For some reason, eating my Paesano’s in the car made it taste…better? I’m not sure. Maybe Paesano’s is just plum delicious and I had forgotten. At any rate, they’re generous with their cheese, and the meat is well-seasoned. Every bite was evenly flavored, and I had to stop myself from finishing the whole thing.
After all, I’d saved the best for last.
Chick’s Deli, Cherry Hill, NJ
No matter what, I was always going to end the day at Chick’s. I just had to. Growing up, plenty of people insisted I wasn’t really from Philly, since I grew up in Camden County. So I decided to honor my “technically Jersey” childhood by heading to Chick’s in Cherry Hill, arguably the best cheesesteak in America and definitely worth crossing the Ben Franklin Bridge for.
Plus, it’s actually closer to center city than Manayunk. So how about that, you snooty Pennsylvanians?
At any rate: Chick’s Deli has been open since the 1950s and there’s a reason they’re still around. The place is amazing. You cannot order a bad thing there. Go ahead, try it. I freakin’ dare you. Order the buffalo chicken cheesesteak or go crazy and get a hoagie cheesesteak. This one time, I won’t even be mad that you’re covering your delicious steak in shredded iceberg lettuce like a cretin. I would even say that if you’re taking the time to go to Chick’s, you should get a cheesesteak and a hoagie. (I recommend their Italian, light oil and vinegar.) Save the hoagie for later, when the vinegar has soaked into the bread.
It’s relatively easy to get to Chick’s from Philly. Cross the Ben Franklin Bridge and head onto Route 70. You’re going to pass a shopping center with a Wegman’s on the left, which means you’re close. When you see the Locustwood Cemetery, take the first left after the cemetery onto Cooper Landing, take the first right, and you’re there. Chick’s is in a low-key gray strip mall with a small sign announcing Chick’s Cold Cuts. It’s very suburban, and it’s very much worth hoofing it 15 minutes from center city.
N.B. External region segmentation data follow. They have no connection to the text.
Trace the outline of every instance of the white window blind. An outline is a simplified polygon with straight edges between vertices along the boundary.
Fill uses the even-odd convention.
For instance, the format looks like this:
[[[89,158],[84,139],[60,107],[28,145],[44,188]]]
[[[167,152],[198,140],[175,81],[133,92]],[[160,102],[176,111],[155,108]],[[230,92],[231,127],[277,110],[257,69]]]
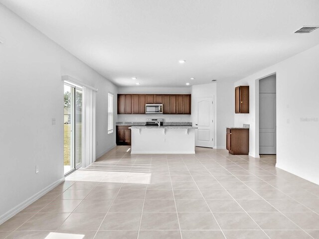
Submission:
[[[108,96],[108,133],[113,132],[114,96],[111,93],[109,93]]]

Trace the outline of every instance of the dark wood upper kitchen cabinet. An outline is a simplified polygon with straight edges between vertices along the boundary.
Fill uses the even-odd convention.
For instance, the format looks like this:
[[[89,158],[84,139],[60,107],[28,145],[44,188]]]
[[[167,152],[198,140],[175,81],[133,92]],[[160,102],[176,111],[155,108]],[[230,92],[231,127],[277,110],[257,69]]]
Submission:
[[[191,99],[190,95],[183,95],[183,113],[190,115],[191,109]]]
[[[139,95],[132,95],[132,114],[140,114],[140,97]]]
[[[176,95],[176,114],[182,114],[183,112],[183,95]]]
[[[116,144],[117,145],[131,145],[131,129],[130,125],[116,126]]]
[[[176,111],[176,95],[169,95],[169,114],[175,114]]]
[[[118,96],[118,114],[125,114],[125,95]]]
[[[154,95],[154,104],[162,104],[162,95]]]
[[[249,128],[227,128],[226,149],[231,154],[248,154]]]
[[[154,95],[146,95],[145,104],[154,103]]]
[[[163,114],[190,115],[191,95],[118,94],[118,114],[145,114],[146,104],[162,104]]]
[[[168,95],[163,95],[162,97],[162,101],[163,114],[169,114],[169,96]]]
[[[132,95],[125,95],[125,114],[132,114]]]
[[[235,113],[249,113],[249,86],[240,86],[235,88]]]
[[[145,95],[139,95],[139,114],[145,114]]]

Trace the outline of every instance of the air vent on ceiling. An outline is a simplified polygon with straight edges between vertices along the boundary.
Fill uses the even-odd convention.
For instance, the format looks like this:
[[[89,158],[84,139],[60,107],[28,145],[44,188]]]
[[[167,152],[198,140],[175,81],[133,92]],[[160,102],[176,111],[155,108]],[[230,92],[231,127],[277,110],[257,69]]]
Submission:
[[[304,26],[295,32],[295,33],[310,33],[316,29],[319,28],[318,26]]]

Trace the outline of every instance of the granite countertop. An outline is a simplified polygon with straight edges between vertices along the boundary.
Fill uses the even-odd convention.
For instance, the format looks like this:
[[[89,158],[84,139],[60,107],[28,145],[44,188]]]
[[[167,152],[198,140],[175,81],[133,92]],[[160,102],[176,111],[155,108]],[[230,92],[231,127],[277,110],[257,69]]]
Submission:
[[[149,126],[149,125],[134,125],[130,127],[129,128],[197,128],[197,127],[193,127],[192,126],[180,126],[180,125],[170,125],[170,126]]]
[[[145,125],[145,122],[117,122],[115,123],[116,125]]]
[[[146,122],[117,122],[116,125],[145,126]],[[192,126],[191,122],[163,122],[163,126]],[[151,126],[152,127],[152,126]]]

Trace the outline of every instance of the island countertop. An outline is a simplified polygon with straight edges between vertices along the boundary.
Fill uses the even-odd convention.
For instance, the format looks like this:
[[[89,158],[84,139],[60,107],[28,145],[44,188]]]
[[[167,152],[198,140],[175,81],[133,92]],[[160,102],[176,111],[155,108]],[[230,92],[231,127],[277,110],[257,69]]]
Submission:
[[[129,128],[152,128],[152,129],[161,129],[161,128],[197,128],[197,127],[193,127],[192,126],[148,126],[148,125],[135,125],[129,127]]]

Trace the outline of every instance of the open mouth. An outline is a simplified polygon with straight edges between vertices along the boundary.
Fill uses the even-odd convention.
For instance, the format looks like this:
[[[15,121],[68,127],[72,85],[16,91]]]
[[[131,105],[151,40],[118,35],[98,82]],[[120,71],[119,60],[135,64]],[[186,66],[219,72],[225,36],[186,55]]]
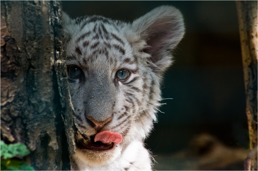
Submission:
[[[90,140],[86,140],[80,139],[76,142],[76,146],[81,149],[87,149],[96,151],[106,150],[112,148],[114,144],[113,142],[104,143],[100,141],[95,142],[95,135],[91,136]]]
[[[80,139],[76,142],[76,146],[81,149],[88,149],[97,151],[106,150],[112,148],[115,144],[122,142],[123,137],[121,134],[104,131],[90,137],[85,140]]]

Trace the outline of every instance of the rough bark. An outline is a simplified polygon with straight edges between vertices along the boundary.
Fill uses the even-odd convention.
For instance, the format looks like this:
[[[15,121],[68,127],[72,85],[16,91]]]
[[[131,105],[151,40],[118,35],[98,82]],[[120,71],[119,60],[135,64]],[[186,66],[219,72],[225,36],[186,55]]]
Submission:
[[[26,144],[36,170],[69,169],[75,150],[62,12],[58,1],[1,2],[1,139]]]
[[[249,170],[257,170],[257,1],[236,1],[240,33],[247,116],[252,156]],[[255,149],[256,149],[256,150]]]

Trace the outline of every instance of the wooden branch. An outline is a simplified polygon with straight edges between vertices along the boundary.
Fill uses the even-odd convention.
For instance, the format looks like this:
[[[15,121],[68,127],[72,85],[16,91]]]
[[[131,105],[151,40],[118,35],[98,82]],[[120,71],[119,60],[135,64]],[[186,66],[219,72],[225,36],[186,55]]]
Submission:
[[[247,168],[245,169],[257,170],[257,1],[236,1],[236,4],[243,61],[250,150],[255,154],[246,160],[249,163],[245,165]],[[254,153],[253,149],[256,149],[256,151]]]

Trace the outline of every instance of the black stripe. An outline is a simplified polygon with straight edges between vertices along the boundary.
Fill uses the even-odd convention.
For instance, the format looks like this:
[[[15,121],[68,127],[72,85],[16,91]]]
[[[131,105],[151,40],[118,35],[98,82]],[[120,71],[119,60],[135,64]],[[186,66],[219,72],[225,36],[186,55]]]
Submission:
[[[119,51],[124,55],[125,54],[125,50],[121,46],[118,45],[113,45],[113,46],[115,49],[118,50]]]
[[[83,42],[83,45],[84,47],[86,47],[86,46],[88,46],[89,44],[89,42],[88,41],[85,41]]]
[[[75,52],[77,52],[79,55],[82,55],[81,51],[81,50],[80,49],[80,48],[79,47],[76,47],[75,49]]]
[[[117,36],[112,33],[111,33],[111,35],[113,37],[114,37],[114,38],[119,42],[121,43],[122,44],[123,44],[123,45],[125,45],[125,44],[124,43],[123,41],[121,39],[118,37]]]
[[[103,25],[103,24],[101,23],[101,24],[100,26],[102,28],[102,30],[104,32],[104,34],[107,34],[108,33],[108,31],[107,30],[107,29],[106,29],[106,28],[105,28],[105,27],[104,26],[104,25]]]
[[[135,90],[137,92],[140,92],[141,90],[139,89],[139,88],[137,88],[137,87],[131,87],[131,88],[132,89],[133,89]]]
[[[78,43],[79,42],[79,41],[82,39],[84,39],[84,37],[86,37],[86,36],[89,35],[90,33],[91,32],[90,31],[89,31],[84,33],[84,34],[81,36],[79,38],[77,39],[76,40],[76,42]]]
[[[91,49],[95,49],[97,47],[97,46],[99,44],[99,42],[98,41],[96,43],[94,44],[94,45],[92,45],[91,46]]]

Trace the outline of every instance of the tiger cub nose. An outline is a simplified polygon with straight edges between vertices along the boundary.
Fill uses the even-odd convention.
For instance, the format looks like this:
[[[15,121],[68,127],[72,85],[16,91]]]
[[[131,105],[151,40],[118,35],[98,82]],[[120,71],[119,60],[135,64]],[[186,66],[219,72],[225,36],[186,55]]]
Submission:
[[[112,118],[112,117],[111,117],[103,121],[97,121],[94,119],[92,117],[88,116],[86,116],[86,117],[94,124],[93,125],[93,127],[96,129],[103,127],[105,126],[105,124],[110,121]]]

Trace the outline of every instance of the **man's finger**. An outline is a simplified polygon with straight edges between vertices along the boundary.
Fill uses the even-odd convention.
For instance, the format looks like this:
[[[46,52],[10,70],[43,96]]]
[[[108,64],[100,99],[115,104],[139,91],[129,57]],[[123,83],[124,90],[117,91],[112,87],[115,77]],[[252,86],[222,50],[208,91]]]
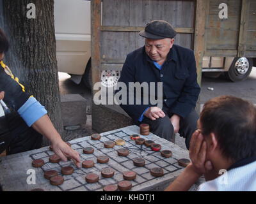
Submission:
[[[196,140],[195,142],[194,150],[195,150],[195,154],[196,155],[198,154],[200,150],[202,142],[203,142],[203,136],[202,135],[201,133],[200,133],[196,137]]]
[[[160,115],[161,117],[165,117],[165,113],[164,113],[164,112],[163,110],[159,111],[159,113],[161,115]]]
[[[154,118],[156,118],[156,119],[159,119],[159,117],[158,115],[156,114],[156,112],[152,112],[152,115]]]
[[[164,117],[163,116],[163,114],[161,113],[161,112],[154,112],[155,114],[159,116],[159,117]]]
[[[196,130],[194,133],[193,133],[191,139],[190,140],[190,143],[189,143],[189,154],[193,154],[194,153],[194,146],[195,146],[195,142],[196,140],[196,136],[198,135],[199,132]]]
[[[198,161],[201,161],[202,163],[205,163],[205,157],[206,157],[206,142],[203,142],[202,145],[201,145],[201,148],[200,152],[198,154]]]
[[[212,163],[210,161],[205,162],[205,168],[207,171],[211,171],[213,168]]]
[[[62,161],[67,161],[68,159],[67,159],[67,157],[64,155],[63,153],[60,150],[58,150],[55,152],[61,159]]]
[[[81,161],[80,161],[80,157],[78,154],[78,152],[74,151],[74,152],[72,152],[72,155],[70,155],[70,156],[72,157],[72,161],[73,162],[76,164],[76,165],[80,168],[81,165]]]

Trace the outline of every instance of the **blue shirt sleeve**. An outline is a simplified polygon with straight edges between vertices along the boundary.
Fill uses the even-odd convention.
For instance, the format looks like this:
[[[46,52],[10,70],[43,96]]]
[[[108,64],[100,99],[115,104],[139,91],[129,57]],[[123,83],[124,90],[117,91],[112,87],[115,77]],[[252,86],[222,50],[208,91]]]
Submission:
[[[142,113],[141,115],[140,116],[140,119],[139,119],[139,121],[140,121],[140,122],[141,122],[141,121],[143,120],[143,119],[144,119],[144,113],[145,113],[145,112],[148,108],[149,108],[149,107],[147,107],[147,108],[144,110],[144,112]]]
[[[34,97],[30,97],[18,110],[18,113],[30,127],[35,122],[47,114],[47,111]]]

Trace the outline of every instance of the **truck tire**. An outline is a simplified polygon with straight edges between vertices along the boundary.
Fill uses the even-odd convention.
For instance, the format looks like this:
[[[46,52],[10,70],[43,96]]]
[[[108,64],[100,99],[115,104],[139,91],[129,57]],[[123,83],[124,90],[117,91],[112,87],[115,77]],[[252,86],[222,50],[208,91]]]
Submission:
[[[246,57],[236,57],[228,71],[225,73],[226,77],[236,82],[245,80],[251,73],[252,59]]]
[[[85,69],[84,73],[82,76],[83,82],[85,86],[90,90],[92,90],[92,67],[91,67],[91,60],[87,63],[86,68]]]

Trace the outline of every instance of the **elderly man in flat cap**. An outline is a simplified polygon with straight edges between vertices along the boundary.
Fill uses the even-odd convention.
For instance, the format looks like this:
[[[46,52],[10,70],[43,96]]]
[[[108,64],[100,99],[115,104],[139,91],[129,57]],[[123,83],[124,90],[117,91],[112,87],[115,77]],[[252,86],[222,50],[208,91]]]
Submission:
[[[145,38],[145,46],[128,54],[119,82],[127,85],[146,82],[148,86],[155,82],[156,90],[156,84],[163,82],[163,106],[128,103],[120,106],[135,124],[149,124],[150,131],[160,137],[173,142],[173,133],[179,132],[189,149],[196,129],[198,115],[195,107],[200,91],[193,51],[174,45],[176,33],[164,20],[148,23],[139,34]]]

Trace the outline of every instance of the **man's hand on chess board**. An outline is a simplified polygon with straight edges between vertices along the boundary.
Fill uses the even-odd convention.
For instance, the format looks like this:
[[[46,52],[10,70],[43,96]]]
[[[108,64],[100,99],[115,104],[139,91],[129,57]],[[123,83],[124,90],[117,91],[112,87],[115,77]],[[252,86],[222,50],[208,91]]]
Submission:
[[[53,151],[61,157],[61,160],[67,161],[67,157],[70,157],[78,168],[81,167],[79,154],[61,139],[56,138],[56,140],[53,140],[51,146]]]

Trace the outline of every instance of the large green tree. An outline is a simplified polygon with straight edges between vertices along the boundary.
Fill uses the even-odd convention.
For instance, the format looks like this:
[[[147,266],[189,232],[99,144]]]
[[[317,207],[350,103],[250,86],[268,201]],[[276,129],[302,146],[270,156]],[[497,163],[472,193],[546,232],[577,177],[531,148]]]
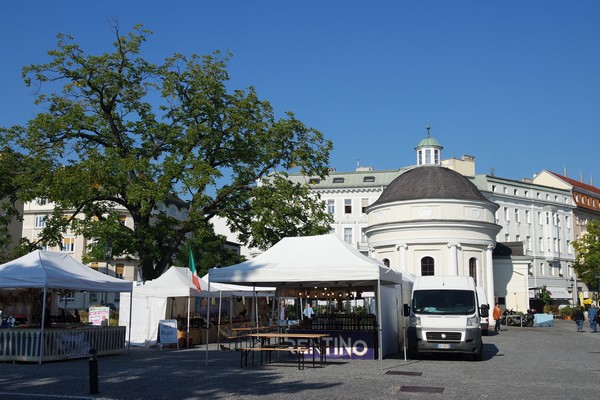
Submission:
[[[573,242],[575,263],[573,269],[586,285],[596,288],[600,281],[600,222],[590,220],[587,233]]]
[[[114,34],[114,50],[100,55],[58,35],[48,63],[23,69],[43,111],[1,130],[3,147],[27,160],[19,197],[56,204],[41,242],[58,244],[71,229],[95,239],[91,254],[102,258],[110,241],[113,254],[138,257],[143,278],[153,279],[190,234],[210,236],[214,216],[262,248],[329,230],[305,188],[286,179],[260,184],[290,170],[324,176],[332,144],[322,133],[290,112],[276,118],[253,87],[229,89],[228,54],[174,54],[154,64],[141,56],[150,32]],[[184,219],[159,208],[180,199],[189,207]],[[133,227],[121,223],[119,207]]]
[[[16,174],[21,157],[9,148],[0,150],[0,264],[14,258],[12,247],[19,237],[11,235],[10,227],[22,218],[19,210]]]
I ordered a classic cheesesteak with provolone and onions, and I took a seat at one of the Formica tables. This was the big show. I was going to finish this baby (after eating smaller and smaller portions of each cheesesteak throughout the afternoon). The first bite nearly killed me, it was so achingly good. Steaming hot, gooey cheese covering almost every square inch of steak, fresh bread that would make a French aristocrat cry. It was transcendent — something you can only get in this part of the country. Something the West Coast’s most hipsterish chefs can try to copy but can never hope to truly master. There are certain things you can only get from home.
At the end of a very long, very gluttonous day, I walked back to the car and leaned against the driver’s side door. Aside from being uncomfortably full, I felt happy to be home.